If only it were so easy. Acura's big problem is that niacin is the key ingredient in the abuse-resistant technology used in the pain drug Acurox. Without niacin, drug abusers can swallow excess Acurox tablets to get high. Niacin-less Acurox would still contain ingredients to prevent abuse by crushing or dissolving the tablets, but there are already FDA approved oxycodone formulations on the market that do the same thing.
Last week's FDA advisory panel on Acurox was very clear in its dislike for niacin as a way to prevent prescription drug abuse. The panel's strong vote against recommending Acurox's approval coupled with the FDA's negative opinion on the drug means two things: 1) Acurox in its current formulation is not getting approved; and 2) Acura will most likely need to return to the lab and completely rework its abuse-resistant technology if it ever wants to get any of its pipeline products approved.

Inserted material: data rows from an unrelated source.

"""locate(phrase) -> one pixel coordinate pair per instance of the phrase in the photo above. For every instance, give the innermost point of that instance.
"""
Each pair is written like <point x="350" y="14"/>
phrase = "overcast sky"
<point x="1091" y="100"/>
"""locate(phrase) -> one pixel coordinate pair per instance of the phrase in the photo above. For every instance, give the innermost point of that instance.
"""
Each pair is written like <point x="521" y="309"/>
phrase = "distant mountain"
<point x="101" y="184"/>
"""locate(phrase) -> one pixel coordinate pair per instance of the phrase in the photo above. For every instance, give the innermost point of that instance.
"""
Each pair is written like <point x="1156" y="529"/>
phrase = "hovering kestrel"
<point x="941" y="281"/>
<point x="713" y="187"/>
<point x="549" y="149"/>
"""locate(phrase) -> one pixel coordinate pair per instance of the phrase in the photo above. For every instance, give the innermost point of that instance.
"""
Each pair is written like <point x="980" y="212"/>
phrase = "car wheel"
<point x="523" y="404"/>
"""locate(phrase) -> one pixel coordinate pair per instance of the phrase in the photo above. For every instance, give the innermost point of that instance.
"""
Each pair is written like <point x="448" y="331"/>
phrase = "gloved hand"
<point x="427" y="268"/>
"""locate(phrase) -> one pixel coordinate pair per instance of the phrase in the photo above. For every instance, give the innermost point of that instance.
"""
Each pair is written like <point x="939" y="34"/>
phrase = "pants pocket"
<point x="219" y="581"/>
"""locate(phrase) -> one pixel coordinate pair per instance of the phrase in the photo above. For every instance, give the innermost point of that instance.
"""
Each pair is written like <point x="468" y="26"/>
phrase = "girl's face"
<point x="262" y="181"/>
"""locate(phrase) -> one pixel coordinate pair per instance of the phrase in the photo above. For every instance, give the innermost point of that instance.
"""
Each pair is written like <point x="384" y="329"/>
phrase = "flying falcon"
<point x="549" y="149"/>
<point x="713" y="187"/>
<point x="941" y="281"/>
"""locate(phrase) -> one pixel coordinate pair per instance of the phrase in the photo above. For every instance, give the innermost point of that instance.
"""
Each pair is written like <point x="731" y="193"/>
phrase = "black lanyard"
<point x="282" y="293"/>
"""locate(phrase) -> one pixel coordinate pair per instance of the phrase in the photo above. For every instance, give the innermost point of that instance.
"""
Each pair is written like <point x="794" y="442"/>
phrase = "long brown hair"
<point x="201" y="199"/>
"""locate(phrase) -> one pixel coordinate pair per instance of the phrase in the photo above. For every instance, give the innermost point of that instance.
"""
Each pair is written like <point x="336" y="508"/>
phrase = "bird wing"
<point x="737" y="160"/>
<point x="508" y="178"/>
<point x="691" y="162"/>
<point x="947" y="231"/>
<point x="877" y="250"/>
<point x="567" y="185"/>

I'm surprised Acura hasn't held a conference call yet to discuss the FDA advisory panel decision. King Pharmaceuticals (KG), Acura's marketing partner, seems to be driving this train, but aren't the odds high that King dissolves the Acura partnership given niacin's dead end?
Alex M. writes, "A colleague mentioned he had been persuaded to buy Pro-Pharmaceuticals (PRWP.OB) a few years back, and after years of languishing in losses, he's wondering whether it's actually a real company with a real drug candidate, Davanat, or whether it's an out-and-out scam or somewhere in between... Do you have a view on this company? I'm a huge admirer of your column, and have to admire anyone who flushes CEOs of companies like Generex (GNBT) and Cell Therapeutics (CTIC) out of the woodwork in the way you have. I suspect that makes you eminently qualified to comment on Pro-Pharmaceuticals."I called the public relations people working with Pro-Pharma on Wednesday asking for slides and/or published articles so that I could review the phase II data on Davanat in colon cancer, the drug's lead indication. Pro-Pharma's spokeswoman explained to me the company hasn't presented or published any of the Davanat data (from a study conducted in 2004-2006) because the FDA places "serious restrictions" on publishing clinical data without the agency's approval.